Sobre hifens, autossabotagem e pandemia

Talvez, o título deste post não faça sentido pra você. Mas siga a minha lógica: autossabotagem e hífen têm a ver, assim como autossabotagem e pandemia. 

Uma das coisas que mais me perguntam sobre língua portuguesa é se vai ou não vai hífen em determinada palavra. Com o prefixo "auto", principalmente. Eu entendo a dúvida: são muitas as regras que envolvem hífen. No fim das contas, a gente decora algumas; outras a gente pesquisa mesmo. E está tudo bem! É essa a lógica. Não precisamos armazenar milhões de informações não essenciais em nosso cérebro. 

Mas, se você resolveu ler este post para saber se vai hífen em "autossabotagem", já deve ter percebido que não. Com o prefixo "auto", nós vamos unir sem hífen todas as palavras, exceto se a segunda palavra começar com "H", como em "auto-hemoterapia", ou se a segunda palavra começar com "O", como em "auto-observação". É isso. Ah, e provavelmente você vai ter essa dúvida de novo! Como eu disse ali em cima, não é uma informação essencial, então a gente pode esquecer e depois pesquisar de novo. Não se preocupe com isso. 

O real ponto sobre o qual eu gostaria de escrever é a relação entre autossabotagem e pandemia. Parece uma relação mais pertinente de ganhar atenção do que a relação entre autossabotagem e hífen, né?! Mas acho que as pessoas não têm questionado tanto essa relação, no sentido "saudável" da questão, como questionam alguns aspectos meio irrelevantes, às vezes.

Digo isso por mim: nesta quarentena, obviamente, muita coisa mudou para o mundo inteiro, para todo e qualquer cidadão. Na nossa realidade privilegiada, essas mudanças impactaram nosso modo de vida, modo de trabalho e modo de interação social. Infelizmente, muitas pessoas estão enfrentando uma ameaça direta à própria sobrevivência para tentar garantir a sobrevivência dos privilegiados (nós) que podemos ficar em casa. Eu vejo, em resumo, a situação assim. 

Dentro dessa nossa bolha, algumas reflexões secundárias vêm à tona: aproveitar o tempo em casa e ser totalmente produtivo ou APENAS aproveitar o tempo em casa? É aí que entra a autossabotagem (da visão que eu tenho, claro). 
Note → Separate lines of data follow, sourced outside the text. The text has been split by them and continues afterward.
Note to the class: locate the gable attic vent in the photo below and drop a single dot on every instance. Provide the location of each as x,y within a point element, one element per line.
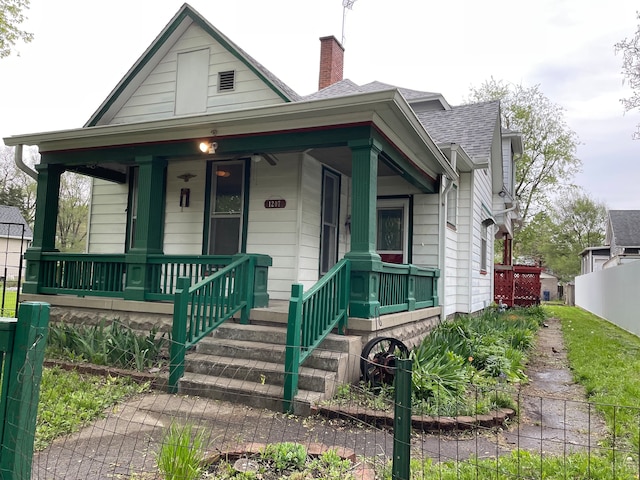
<point>226,81</point>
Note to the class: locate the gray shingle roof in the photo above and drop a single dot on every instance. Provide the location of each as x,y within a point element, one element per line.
<point>471,126</point>
<point>347,87</point>
<point>625,225</point>
<point>9,215</point>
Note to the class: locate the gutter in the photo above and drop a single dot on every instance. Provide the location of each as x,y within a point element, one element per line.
<point>21,165</point>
Uns dizendo que nunca mais teremos tempo assim para colocar as pendências profissionais em dia, ou seja, "oportunidade" de trabalhar 14 horas diárias. Outros dizendo que isso é loucura, por isso, "não se compare com os outros, não se cobre, apenas deixe rolar e viva um dia de cada vez". Sinceramente, eu penso que esses dois lados são a tal da autossabotagem. Os dois. Porque todo extremo é autossabotagem, independentemente do aspecto abordado. 
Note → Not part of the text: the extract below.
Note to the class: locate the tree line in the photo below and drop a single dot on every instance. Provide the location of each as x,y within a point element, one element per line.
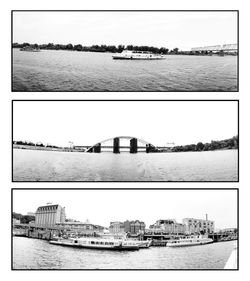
<point>23,218</point>
<point>97,48</point>
<point>232,143</point>
<point>39,144</point>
Parece meio óbvio: se você trabalha demais e perde "a beleza da vida", você se sabota. Se você trabalha menos e vive num relaxamento total "porque você não precisa ser produtivo o tempo todo", você também se sabota. Respeitar seus limites não é respeitar sua preguiça ou sua falta de ânimo ou sua falta de foco ou seja lá o que te falta (o que NOS falta). Respeitar seus limites é saber que, às vezes, a gente precisa fazer um superesforço sim (sem hífen, aliás - but who cares?). 

Esse superesforço pode ser para trabalhar, é verdade. Mas também pode ser, e muitas vezes é, para, apenas, relaxar. Ler por prazer. Assistir a algum seriado como gente normal. Brincar. Ficar em casa (sair de casa desnecessariamente em meio à pandemia é autossabotagem e sabotagem com o resto da sociedade, sabia?!). Dormir mais. Ouvir música sem culpa. Sem culpa. Sem culpa. Sem culpa. Se essa parece a parte difícil, bem-vindo ao time! A gente condiciona nosso cérebro pra cada coisa absurda de vez em quando... O difícil é entender quando isso é sabotagem, quando é necessidade, quando faz sentido, quando simplesmente é besteira e a gente precisa deixar pra lá. Seja na pandemia, seja em qualquer outra época da vida. Todas são fases, cada uma com a sua intensidade (e consequências significativas).

Nesta fase, vale a pena deixar hifens e outras "miudezas" pra lá. Sério. Isso a gente aprende/pesquisa/decora em qualquer momento. Agora, o que não dá pra deixar pra lá é o equilíbrio. E essa palavrinha, que tanto faz falta no mundo, ainda mais em tempos de pandemia, renderia muitos e muitos outros posts.